One of the main reasons pancreatic cancer is one of the most difficult cancers to treat is because of the stroma, a barrier around cancer cells which prevents medications, such as chemotherapy and radiation, from targeting and killing these cells. If these cells continue to grow, then the disease will continue to progress.
“Think of pancreatic cancer as an oatmeal raisin cookie and the raisins are actually the cancer cells, and the cookie part is actually all the stroma around it,” Dr. Allyson Ocean, a medical oncologist at Weill Cornell Medical Center, previously told SurvivorNet.

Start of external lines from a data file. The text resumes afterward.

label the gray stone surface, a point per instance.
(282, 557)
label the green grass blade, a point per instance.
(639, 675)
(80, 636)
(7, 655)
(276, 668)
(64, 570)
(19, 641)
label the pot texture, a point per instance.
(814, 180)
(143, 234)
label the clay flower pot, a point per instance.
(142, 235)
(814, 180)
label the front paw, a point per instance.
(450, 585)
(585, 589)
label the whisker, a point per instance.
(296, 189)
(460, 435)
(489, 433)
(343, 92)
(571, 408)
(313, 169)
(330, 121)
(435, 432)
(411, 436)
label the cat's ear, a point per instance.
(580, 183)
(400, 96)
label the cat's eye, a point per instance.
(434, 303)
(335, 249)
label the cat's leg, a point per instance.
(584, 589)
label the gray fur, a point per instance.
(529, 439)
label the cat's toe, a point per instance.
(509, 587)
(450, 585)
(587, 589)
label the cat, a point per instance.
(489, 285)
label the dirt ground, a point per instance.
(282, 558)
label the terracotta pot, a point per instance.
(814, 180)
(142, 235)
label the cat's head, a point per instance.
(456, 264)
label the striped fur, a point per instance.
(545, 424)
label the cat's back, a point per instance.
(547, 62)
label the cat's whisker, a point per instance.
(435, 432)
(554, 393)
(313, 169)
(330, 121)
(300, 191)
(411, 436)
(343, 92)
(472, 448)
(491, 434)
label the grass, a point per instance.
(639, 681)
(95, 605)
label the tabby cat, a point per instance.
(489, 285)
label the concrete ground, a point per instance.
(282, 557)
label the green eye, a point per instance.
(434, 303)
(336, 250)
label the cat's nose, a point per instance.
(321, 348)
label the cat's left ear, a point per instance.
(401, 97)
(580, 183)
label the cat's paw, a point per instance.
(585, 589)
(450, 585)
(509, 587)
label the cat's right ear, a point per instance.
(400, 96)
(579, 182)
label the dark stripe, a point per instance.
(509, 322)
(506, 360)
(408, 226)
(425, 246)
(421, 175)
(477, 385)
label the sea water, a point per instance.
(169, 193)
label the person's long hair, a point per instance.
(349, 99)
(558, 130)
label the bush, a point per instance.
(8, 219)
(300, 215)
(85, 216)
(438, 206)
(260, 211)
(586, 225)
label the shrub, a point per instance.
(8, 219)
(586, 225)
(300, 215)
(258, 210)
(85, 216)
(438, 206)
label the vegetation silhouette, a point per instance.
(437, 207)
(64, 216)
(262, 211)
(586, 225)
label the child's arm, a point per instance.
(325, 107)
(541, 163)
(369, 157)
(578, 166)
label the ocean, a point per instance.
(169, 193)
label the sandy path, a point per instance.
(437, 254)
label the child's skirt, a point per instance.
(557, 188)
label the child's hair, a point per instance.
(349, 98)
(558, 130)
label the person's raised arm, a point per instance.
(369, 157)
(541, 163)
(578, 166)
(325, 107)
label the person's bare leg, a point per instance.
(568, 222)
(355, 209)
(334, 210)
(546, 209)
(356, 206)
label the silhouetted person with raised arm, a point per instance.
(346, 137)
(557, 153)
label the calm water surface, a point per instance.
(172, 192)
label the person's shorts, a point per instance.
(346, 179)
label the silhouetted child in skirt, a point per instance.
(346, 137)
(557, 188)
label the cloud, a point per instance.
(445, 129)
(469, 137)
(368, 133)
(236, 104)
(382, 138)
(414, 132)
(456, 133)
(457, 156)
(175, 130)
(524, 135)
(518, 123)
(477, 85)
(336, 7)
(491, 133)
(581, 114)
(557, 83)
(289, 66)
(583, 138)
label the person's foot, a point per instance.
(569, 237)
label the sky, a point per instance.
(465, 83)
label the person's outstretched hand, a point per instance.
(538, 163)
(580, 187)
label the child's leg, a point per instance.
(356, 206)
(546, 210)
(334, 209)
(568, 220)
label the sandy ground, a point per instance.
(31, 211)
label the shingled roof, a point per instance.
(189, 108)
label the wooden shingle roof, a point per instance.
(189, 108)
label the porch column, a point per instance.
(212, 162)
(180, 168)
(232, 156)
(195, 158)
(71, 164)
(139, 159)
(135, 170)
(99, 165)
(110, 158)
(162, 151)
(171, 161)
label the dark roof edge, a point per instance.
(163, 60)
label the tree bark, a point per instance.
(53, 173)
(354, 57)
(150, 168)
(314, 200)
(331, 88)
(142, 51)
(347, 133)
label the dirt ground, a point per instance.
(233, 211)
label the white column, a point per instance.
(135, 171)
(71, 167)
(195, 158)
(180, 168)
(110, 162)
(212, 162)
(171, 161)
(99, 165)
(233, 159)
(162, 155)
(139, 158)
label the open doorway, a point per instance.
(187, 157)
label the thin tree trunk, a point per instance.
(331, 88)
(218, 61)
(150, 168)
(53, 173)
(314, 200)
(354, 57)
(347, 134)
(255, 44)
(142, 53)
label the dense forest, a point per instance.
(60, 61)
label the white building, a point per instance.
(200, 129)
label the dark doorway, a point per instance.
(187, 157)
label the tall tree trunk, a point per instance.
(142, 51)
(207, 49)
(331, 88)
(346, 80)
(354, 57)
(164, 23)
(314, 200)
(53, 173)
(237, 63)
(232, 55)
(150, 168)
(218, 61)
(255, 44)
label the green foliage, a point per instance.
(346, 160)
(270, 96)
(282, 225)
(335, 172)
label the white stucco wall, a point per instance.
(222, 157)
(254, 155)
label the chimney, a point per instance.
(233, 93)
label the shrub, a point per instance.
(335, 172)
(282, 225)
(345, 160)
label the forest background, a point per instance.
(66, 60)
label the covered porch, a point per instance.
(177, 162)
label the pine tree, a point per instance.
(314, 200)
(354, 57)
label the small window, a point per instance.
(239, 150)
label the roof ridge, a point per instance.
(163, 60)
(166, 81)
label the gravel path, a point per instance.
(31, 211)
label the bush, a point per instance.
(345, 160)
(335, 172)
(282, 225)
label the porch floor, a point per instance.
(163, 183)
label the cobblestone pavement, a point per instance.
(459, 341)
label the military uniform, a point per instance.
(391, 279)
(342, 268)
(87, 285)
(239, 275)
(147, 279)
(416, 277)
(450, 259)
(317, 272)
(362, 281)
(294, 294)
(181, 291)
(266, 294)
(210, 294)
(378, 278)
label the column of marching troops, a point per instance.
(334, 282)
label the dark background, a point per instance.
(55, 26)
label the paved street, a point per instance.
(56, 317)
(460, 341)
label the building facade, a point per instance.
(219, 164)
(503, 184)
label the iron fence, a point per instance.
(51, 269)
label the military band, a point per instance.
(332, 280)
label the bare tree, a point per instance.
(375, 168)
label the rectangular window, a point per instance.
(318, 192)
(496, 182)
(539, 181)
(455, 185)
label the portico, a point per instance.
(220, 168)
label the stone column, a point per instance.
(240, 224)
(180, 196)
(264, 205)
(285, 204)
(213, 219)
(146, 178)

“And imagine having to navigate through all that stroma for a treatment to be able to get into a cell to kill it. So that’s why the treatments just really aren’t good enough to penetrate the cancer. But we’re improving, we’re getting better treatments.”
Treatment for pancreatic cancer, according to Johns Hopkins Medicine, may include surgery, chemotherapy, radiation therapy, vaccination, pain management, immunotherapy and dietary changes.
Immunotherapy, in particular, has been making waves in pancreatic cancer treatment, but other types of treatments are being studied all the time via clinical trials, research studies that compare the most effective known treatment for a specific type or stage of a disease with a new approach.
Clinical trials do not guarantee you will be given the most effective treatment, so it’s important to know they are not right for everyone. Before getting involved with one, talk with your doctor(s) and consider the following general risks of enrolling in a clinical trial:
- The risk of harm and/or side effects due to experimental treatments
- Researchers may be unaware of some potential side effects for experimental treatments
- The treatment may not work for you, even if it has worked for others
If you or a loved one has pancreatic cancer and you’re curious about clinical trial options, consider using the SurvivorNet Clinical Trial Finder: an A.I. driven tool for patients to find clinical trial options for treatment.
The tool is updated daily and built on top of clinicaltrials.gov, a database maintained by the U.S. government that compiles privately and publicly funded clinical trials conducted around the world, and gives users access to more than 100,000+ individual clinical trials.
“Clinical trials are critical to the development of new therapies, and as we live through this extraordinary revolution in genomics, immunotherapy and targeted therapy, it’s clear that one of the most pressing needs for patients, clinical trials sponsors, and researchers is simply a better way to find patients, “SurvivorNet CEO Steve Alperin said. “Even one percent more people successfully enrolled in clinical trials can change the world.”